SARDINIA URBEX NELLA SECONDA CARTIERA IN EUROPA
La storia di Tortolì è strettamente legata a quella della cartiera di Arbatax, la più grande fabbrica dell’Ogliastra e nel suo genere la seconda in Europa.
Siamo negli anni ’60, gli anni del boom economico in Italia e precisamente nel 1963 quando nacque la cartiera di Arbatax: si sviluppava su 120 ettari di terreno, alimentato da una gigantesca centrale termoelettrica ed era una tra le strutture più moderne e all’avanguardia del periodo.
Con le sue macchine continue denominate Arborea e Bonaria (quest’ultima attivata nel 1970), si stampavano circa 400 tonnellate giornaliere di carta da giornale, per poi specializzarsi in altri settori come carta da settimanale, guide telefoniche.
In quegli anni gli operai erano circa 730 con un indotto che occupava altrettanti lavoratori, per non parlare dei portuali, camionisti ed officine di manutenzione che vivevano grazie alla cartiera.
Negli anni ‘70 gli stipendi erano addirittura superiori anche a quelli dei dipendenti statali, lavorare come cartario era un privilegio e l’economia della zona subì un notevole incremento economico: arrivarono le prime 500 e 126 e gli operai dei paesi limitrofi si spostarono a Tortolì, contribuendo così a farla diventare una città vera e propria.
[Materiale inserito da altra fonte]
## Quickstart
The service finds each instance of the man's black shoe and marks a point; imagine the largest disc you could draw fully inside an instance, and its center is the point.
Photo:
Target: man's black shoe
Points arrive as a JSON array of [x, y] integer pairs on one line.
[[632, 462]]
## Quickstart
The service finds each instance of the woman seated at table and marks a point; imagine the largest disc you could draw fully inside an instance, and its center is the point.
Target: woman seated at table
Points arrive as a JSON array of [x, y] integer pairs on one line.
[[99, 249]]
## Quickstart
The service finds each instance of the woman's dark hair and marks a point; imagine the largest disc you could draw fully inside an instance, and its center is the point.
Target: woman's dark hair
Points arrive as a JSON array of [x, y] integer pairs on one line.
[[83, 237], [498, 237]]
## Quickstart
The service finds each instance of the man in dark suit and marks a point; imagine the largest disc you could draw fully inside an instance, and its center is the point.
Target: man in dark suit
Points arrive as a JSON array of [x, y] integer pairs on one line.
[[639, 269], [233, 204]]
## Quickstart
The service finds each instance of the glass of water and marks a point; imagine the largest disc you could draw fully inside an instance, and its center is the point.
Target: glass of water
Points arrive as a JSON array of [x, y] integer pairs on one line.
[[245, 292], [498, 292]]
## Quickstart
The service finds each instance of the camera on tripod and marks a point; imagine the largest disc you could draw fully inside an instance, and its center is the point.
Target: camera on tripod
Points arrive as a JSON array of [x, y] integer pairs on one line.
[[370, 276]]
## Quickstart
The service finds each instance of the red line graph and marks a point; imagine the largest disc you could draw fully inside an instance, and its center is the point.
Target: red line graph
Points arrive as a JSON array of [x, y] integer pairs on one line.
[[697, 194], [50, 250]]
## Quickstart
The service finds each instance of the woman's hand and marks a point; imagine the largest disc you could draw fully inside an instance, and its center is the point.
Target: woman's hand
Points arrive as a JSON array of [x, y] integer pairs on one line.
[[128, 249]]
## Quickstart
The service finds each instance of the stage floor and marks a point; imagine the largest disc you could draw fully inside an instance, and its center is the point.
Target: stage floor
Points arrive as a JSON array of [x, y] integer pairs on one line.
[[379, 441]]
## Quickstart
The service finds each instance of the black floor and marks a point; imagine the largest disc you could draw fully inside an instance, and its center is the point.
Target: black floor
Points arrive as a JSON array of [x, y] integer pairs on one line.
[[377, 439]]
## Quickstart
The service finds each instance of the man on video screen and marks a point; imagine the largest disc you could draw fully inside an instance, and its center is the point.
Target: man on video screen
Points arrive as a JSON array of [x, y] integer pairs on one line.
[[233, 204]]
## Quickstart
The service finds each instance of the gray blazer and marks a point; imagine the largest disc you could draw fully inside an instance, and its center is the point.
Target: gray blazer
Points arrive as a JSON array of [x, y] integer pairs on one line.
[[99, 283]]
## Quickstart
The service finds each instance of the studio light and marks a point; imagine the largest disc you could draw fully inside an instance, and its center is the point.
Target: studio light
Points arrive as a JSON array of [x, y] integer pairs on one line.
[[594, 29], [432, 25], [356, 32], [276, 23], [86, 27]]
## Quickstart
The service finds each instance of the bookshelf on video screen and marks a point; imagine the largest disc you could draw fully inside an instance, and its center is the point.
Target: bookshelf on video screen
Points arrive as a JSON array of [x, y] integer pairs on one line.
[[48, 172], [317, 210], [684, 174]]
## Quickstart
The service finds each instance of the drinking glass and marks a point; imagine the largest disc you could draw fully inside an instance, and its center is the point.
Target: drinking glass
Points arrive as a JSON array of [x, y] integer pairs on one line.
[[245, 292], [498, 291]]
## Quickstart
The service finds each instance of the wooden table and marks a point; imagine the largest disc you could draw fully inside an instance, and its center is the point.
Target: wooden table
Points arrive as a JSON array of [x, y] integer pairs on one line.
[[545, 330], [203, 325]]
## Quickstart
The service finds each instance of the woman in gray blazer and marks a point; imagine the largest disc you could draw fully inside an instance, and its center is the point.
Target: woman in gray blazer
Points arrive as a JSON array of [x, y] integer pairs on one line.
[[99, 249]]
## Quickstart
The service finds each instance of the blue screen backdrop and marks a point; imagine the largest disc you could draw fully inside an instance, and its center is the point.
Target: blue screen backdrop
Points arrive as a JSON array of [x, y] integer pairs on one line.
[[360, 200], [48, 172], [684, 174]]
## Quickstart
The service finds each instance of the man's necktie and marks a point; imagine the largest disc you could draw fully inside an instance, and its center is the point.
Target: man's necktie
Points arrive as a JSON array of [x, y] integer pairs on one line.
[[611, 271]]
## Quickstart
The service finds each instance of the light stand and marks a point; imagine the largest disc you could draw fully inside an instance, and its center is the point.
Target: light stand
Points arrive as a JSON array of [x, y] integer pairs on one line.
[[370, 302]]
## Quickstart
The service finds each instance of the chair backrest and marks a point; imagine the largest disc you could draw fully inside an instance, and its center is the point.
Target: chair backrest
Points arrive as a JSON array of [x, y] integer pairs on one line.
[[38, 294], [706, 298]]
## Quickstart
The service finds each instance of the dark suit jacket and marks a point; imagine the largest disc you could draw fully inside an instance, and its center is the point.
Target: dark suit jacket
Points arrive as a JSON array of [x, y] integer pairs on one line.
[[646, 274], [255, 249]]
Con l’avvento della cartiera nacque anche l’aeroporto di Tortolì-Arbatax che arrivava anche ad effettuare due voli al giorno ma non solo: la cartiera aveva le sue navi, la Latinia e l’Arbatax, con cui venivano trasportati i prodotti finiti che si esportavano in tutto il bacino del mediterraneo.
Prima della cartiera l’economia era unicamente agropastorale e basata sulla pesca ma con questa nuova realtà il porto di Arbatax che prima accoglieva solo pescherecci conosce il traffico delle navi mercantili con le grandi petroliere che una o due volte l’anno portavano il greggio che alimentava la centrale elettrica.
Negli anni ’70 la cartiera supera quasi indenne il terremoto politico causato dall’acquisizione da parte della Fabocart di Giovanni Fabbri, personaggio milanese legato da stretti rapporti con la P2 di Licio Gelli.
Arrivò poi l’autogestione, bancarotte ed avvicendamenti amministrativi vari, tra cui gli estremi tentativi di salvataggio da parte dell’imprenditore cagliaritano Nichi Grauso. L’ultima gestione fu quella della Girasole SPA, la cui scritta campeggia ancora in bella mostra in uno degli edifici.
L’epilogo è quello che ci si aspetta in questi casi: lo smembramento della cartiera con la demolizione dei suoi edifici e le due macchine continue che vengono smontate e date in pasto alle fonderie.
Dei 120 ettari iniziali oggi ne restano solo 35.